LVM volume group goes online and filesystem is mounted when not all physical volumes active
I'm experiencing a strange situation on a couple of our RHEL5.9 systems.
Upon boot, something seems to be going wrong when detecting the LUNs. In spite of this, the volume groups that use the physical volumes that are on these LUNs still go active and subsequently the filesystem is mounted.
When the application (an Oracle database in this case) then tries to use the filesystem, the result is massive corruption and a rather extensive recovery time.
This leads me to two questions:
1) What could be preventing the system from registering all the LUNs on the system? and
2) What could be the reason these volume groups go online when not all physical volumes are available? Isn't that not supposed to happen?
Maurice
Responses
Hi Maurice!
It would be helpful to know, what pvdisplay,vgdisplay, lvdisplay and maybe dmesg on the system tells you.
At least the unavailability of the LUN can happen for a lot of reasons. And afaik the Logical Volume doesn't necessarily need all Physical Volumes to go online. Depending on your configuration unavailable devices might be skipped for recovery.
Kind Regards,
Andreas
In answer to question #1:
It will depend on how you're accessing your storage devices. It can take a number of seconds from the time that the OS boots and starts scanning attached busses for devices before it finds and registers all of those devices. This would be why, if you're mounting bare /dev/sdX devices or even mpathd devices (rather than LVM objects), you'll want to add "_netdev" to your mount options. iSCSI tends to be even more susceptible to this than traditional SAN (though a sufficiently-large/complex SAN configuration can still suffer this problem).
In answer to question #2:
In general, LVM won't bring a given LV online if any of the device-signatures (PV UUID) are unavailable. You generally have to force LV to do something like that.
Depending on how you've configured (or failed to configure) LVM, it will bring a volume or volume group online so long is it's able to find all of the expected element-signatures. That is, if a given PE is normally accessible via multiple device nodes (e.g. /dev/sdhp1, /dev/sdzp1, /dev/mpathp1) but one or more of the paths is missing, LVM will start up the volume with the available dev-nodes while noting which expected dev-nodes are missing. Depending on how gracefully your system and your application handles moving from the dev-node LVM started the LV on to the dev-node it ultimately becomes active on, you may experience data-corruption. That said, assuming the transitions don't result in a "lost all paths" type of situation, most things should handle such transitions gracefully (i.e., no corruption should happen).
Your LVM outputs are showing that you're using multipathd in your configuration.

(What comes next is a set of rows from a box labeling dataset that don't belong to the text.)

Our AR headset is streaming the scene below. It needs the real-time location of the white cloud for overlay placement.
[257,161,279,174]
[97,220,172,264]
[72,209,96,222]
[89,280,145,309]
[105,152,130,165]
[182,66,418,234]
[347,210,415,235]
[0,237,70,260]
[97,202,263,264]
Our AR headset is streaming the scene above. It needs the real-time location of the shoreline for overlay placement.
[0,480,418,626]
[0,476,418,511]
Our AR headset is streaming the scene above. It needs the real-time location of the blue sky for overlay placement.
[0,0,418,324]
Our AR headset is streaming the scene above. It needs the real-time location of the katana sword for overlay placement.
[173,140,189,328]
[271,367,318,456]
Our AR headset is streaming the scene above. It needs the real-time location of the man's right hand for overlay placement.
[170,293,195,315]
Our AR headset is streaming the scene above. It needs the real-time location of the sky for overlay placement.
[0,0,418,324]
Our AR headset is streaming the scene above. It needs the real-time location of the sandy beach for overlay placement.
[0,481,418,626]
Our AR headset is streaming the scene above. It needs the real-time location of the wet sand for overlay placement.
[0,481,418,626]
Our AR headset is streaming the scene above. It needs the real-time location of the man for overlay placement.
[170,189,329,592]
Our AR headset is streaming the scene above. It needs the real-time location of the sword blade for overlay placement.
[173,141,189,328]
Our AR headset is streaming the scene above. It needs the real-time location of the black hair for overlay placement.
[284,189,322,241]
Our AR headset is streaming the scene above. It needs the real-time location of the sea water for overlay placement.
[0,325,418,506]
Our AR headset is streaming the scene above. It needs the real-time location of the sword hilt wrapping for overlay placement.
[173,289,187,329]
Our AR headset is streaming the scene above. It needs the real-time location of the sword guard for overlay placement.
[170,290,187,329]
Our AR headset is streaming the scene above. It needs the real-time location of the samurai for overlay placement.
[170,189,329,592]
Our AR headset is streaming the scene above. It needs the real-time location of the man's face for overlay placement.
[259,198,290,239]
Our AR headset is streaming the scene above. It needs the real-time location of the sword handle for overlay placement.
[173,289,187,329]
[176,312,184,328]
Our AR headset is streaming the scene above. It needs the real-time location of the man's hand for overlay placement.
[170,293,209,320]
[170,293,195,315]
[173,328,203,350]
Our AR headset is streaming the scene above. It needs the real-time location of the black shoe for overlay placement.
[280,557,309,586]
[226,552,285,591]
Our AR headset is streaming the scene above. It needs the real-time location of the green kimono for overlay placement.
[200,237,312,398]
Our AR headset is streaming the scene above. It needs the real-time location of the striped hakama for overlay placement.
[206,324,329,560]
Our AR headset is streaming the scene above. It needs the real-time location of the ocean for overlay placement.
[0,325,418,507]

However, your LVM outputs don't really tell me whether that's simply the current access-state of LVM or if it's also the target state (i.e., you told LVM to ignore any paths it finds PV UUIDs on that don't reside on the /dev/mapper/mpath* device-nodes). So, there's not a good way to tell if/how LVM assembled its volumes. LVM can't use the multipathd devices until the multipathd service declares them to be online (which it will do as soon as even one path in a multi-path configuration is available), but could have STARTED the LVs via available /dev/sdX device-nodes (transitioning to the multipathd nodes once available).
Overall, you're not relating enough information to diagnose a problem. You state "something seems to be going wrong when detecting the LUNs" but don't give us any useful error messages (either logged to the boot-console or the system logs).
It might be helpful to also include the output from 'multipath -ll'. I wanted to +1 Tom's comments about using '_netdev' when appropriate. If you can confirm this behavior in a staging or other non-production environment, it might be helpful to step through the process manually (boot, verify PV/VG/LV status, verify LUN status via your SAN & multipath -ll, and mount the LVs) to ensure proper operation. Also, you might want to ensure with your SAN team that the LUNs are masked properly and not available for use by other hosts.
Hmm... I'm usually a lot more explicit in my filter defs. Basically, my lines look like
filter = [ "a|/dev/mapper/mpath.*|", "a|/dev/cciss/.*|", "r|/dev/sd.*|", "r|/dev/mapper/sd.*|" ]
The "r|/dev/mapper/sd.*|" should be an optional (overspecification) kind of thing - can't specifically recall what caused us to add it to our standard filter.
At any rate "|.|" should probably only match a dev path-spec that consists of a single character. The "|.*|" filter has the potential to tell LVM to ignore pretty much all of the dev-paths. That said, that LVM is starting up at all says that it's not ignoring everything.
In general, we don't use the blacklist{} multipath option as you are. We approach things by explicitly including by VENDOR and array-string, instead. So, can't really speak to your multipath.conf file.